Desde sempre, sempre mesmo, o salto é, para ela, um objeto de desejo ardente. E nunca, nunca mesmo, foi liberado (exceto por um certo tamanco que foi pedido em carta ao Papai Noel e que passou por muitas, muitas regras).
E vou dizer que é muito legal ver a expressão do rosto de uma menina de 11 anos ganhando o primeiro salto. Ele ganha cores diferentes, as bochechas ficam mais rosas, os olhos mais brilhantes e o sorriso mais largo. E ela deixa, imediatamente de ser uma criança, pra ser alguém, para ser quase grande por já ter salto.

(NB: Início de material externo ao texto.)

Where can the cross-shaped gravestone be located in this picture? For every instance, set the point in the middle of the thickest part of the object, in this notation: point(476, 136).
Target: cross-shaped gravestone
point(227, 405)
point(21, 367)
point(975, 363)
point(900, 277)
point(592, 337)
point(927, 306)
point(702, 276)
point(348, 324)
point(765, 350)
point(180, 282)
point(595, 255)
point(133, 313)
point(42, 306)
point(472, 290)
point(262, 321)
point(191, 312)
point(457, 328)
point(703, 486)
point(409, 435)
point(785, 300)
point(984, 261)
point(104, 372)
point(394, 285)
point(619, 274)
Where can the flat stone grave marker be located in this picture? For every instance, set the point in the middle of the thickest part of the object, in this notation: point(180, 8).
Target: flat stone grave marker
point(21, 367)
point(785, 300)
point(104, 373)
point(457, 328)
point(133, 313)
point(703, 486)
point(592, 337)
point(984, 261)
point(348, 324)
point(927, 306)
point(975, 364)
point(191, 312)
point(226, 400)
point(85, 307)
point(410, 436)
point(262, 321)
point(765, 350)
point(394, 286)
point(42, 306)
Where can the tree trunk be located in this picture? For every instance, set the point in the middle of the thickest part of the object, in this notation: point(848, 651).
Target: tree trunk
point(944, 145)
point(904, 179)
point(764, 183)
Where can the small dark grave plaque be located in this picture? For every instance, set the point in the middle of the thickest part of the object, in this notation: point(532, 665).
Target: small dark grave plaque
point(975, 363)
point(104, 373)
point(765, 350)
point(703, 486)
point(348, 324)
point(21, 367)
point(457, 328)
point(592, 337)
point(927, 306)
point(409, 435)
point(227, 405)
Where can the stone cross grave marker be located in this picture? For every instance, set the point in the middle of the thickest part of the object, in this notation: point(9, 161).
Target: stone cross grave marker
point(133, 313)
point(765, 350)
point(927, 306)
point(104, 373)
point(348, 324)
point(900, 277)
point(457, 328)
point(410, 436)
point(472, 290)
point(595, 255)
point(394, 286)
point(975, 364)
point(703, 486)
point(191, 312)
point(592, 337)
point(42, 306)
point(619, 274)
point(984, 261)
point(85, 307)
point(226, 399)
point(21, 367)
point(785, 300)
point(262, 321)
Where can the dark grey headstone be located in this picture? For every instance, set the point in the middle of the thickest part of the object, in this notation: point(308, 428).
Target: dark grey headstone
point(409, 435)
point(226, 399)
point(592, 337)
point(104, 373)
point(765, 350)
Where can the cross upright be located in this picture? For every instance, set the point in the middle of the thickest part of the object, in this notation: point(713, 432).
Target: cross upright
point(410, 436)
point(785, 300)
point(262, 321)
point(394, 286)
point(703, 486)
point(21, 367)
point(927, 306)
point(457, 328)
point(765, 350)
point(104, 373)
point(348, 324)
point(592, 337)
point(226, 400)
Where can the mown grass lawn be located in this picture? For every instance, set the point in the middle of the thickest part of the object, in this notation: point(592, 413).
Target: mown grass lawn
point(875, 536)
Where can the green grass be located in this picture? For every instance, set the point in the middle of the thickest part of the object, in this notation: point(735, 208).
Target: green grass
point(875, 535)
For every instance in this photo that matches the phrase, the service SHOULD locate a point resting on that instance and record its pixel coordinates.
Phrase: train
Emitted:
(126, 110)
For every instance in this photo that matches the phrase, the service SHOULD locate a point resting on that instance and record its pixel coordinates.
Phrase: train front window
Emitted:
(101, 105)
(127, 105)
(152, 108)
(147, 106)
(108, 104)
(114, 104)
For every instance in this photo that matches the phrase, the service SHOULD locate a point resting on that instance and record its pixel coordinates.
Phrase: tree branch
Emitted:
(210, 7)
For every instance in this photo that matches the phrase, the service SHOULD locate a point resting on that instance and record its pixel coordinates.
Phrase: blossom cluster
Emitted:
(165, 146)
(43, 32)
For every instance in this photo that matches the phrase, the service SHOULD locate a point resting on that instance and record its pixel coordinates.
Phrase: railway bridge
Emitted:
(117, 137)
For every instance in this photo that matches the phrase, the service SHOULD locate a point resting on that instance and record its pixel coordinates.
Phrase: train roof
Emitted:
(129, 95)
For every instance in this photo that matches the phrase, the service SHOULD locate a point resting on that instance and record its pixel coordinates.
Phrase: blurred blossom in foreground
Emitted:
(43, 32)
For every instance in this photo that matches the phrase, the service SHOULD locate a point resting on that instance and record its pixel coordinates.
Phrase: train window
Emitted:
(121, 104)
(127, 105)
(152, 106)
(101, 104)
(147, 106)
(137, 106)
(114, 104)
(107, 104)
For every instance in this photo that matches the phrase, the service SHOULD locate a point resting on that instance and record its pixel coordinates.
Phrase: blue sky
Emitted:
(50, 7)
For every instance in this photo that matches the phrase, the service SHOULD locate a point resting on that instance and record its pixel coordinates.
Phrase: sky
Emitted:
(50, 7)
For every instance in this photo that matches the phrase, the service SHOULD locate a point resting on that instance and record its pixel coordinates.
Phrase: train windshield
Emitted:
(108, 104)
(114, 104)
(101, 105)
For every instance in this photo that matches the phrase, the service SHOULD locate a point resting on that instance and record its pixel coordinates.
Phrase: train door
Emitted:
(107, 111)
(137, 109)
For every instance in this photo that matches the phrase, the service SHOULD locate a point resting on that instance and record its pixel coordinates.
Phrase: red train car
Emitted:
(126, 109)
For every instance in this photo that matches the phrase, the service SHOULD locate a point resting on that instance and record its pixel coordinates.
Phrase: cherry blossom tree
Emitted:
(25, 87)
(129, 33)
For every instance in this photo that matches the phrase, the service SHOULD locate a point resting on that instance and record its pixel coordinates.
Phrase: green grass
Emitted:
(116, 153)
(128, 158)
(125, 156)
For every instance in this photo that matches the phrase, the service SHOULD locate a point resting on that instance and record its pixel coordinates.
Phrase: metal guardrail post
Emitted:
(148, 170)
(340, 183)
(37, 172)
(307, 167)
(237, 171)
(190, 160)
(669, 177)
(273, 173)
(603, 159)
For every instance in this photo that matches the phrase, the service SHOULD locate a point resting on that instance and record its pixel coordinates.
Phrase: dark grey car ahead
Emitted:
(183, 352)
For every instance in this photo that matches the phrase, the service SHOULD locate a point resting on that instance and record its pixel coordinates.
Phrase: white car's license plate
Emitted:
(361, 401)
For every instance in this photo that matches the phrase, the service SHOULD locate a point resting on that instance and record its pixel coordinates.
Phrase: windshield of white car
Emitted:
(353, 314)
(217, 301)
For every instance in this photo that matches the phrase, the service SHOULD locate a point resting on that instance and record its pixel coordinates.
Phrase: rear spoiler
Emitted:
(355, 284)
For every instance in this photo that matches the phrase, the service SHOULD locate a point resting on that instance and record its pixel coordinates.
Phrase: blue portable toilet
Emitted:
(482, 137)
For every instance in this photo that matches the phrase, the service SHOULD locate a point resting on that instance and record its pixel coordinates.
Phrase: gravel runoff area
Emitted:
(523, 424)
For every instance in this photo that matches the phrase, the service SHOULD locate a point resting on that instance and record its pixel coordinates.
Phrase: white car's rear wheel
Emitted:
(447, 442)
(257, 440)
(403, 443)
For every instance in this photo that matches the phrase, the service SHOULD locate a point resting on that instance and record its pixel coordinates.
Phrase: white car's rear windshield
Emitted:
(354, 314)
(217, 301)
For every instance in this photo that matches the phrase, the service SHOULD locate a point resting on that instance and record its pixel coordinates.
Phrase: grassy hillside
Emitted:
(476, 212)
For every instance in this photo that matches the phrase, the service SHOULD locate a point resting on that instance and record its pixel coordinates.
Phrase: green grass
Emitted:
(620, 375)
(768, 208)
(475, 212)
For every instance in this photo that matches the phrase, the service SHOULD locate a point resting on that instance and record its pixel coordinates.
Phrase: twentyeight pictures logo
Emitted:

Acho isso especial. Tudo começou por uma questão de saúde – acho que uma menina não pode ser criança se estiver preocupada em correr sem quebrar o pé. Mas foi virando também brincadeira de fantasia e imaginação. Descobri isso quando fui usar um salto meu e ele tinha sido quebrado por uma menina que usou ele escondida – assim como eu usei o da minha mãe. No final, serviu para fazer uma passagem, um convite a um novo comportamento, um prêmio por uma nova responsabilidade.
Ela fez 11 anos em abril e ainda estava sem presente. Juro que não tinha pensado em dar esse presente, foi totalmente sem querer. Mas estamos, as duas, muito felizes.